- Born: c. 1547
- Died: c. 1593
- Noble family: House of Montmorency
- Spouses: Léonore d'Humières Anne de Lalaing
- Father: Anne de Montmorency
- Mother: Madeleine of Savoy

= Guillaume de Montmorency-Thoré =

French Politique Noble who fought in the French Wars of Religion

Guillaume de Montmorency, Seigneur of Thoré (c. 1547-c. 1593) was a French noble, and military commander during the latter French Wars of Religion. Thoré was among those Catholic nobles who were perceived as soft on Protestantism, and as such during the Massacre of Saint Bartholomew he feared for his life. Shortly after the massacre as France descended back into civil war, Thoré, lacking military experience and keen to prove himself militarily joined the siege of La Rochelle.

Shortly after the siege and the end of the fourth war of religion. Thoré began to conspire against the crown. He was among those who led the ambitious Alençon's mind with the notion of rebelling in favour of the captive Navarre and Condé's liberty. When the conspiracy was uncovered, Thoré, whose involvement was known was ordered arrested. He and his brother Méru fled to Germany, seeking to raise an army. Successful in this endeavour they were held off from return by the captivity of their brother Montmorency who they feared would be executed if they re-entered France. At this time however fearful of Alençon's factionalism and desiring to be assured of his loyalty the king ordered Montmorency's release.

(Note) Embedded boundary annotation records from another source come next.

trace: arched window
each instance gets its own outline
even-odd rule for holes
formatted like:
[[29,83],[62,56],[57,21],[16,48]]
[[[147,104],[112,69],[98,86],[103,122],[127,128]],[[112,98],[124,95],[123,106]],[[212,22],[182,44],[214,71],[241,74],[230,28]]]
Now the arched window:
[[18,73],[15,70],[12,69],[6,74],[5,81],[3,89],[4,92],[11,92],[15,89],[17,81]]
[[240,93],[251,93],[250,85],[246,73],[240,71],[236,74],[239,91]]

Thoré led an advanced party of German reiters into France in October 1575, his small force would however be annihilated by Guise at the Battle of Dormans. Despite this loss, the main mercenary force would enter France in early 1576, and in combination with Alençon's escape from court the crown would be pressured into the favourable Peace of Monsieur.

==Early life and family==
Guillaume de Montmorency, comte de Thoré was the fifth son of Anne de Montmorency and Madeleine of Savoy. Anne de Montmorency, a favourite of Henri II of France had brought the family incredibly influence and accumulation of privileges. His first son François inherited his ducal title and was Marshal of France. His second son Henri I de Montmorency-Damville also made Marshal and then Constable of France inherited his father's governorship of Languedoc an office he held from 1563-1614. His third son Méru was made Admiral of France.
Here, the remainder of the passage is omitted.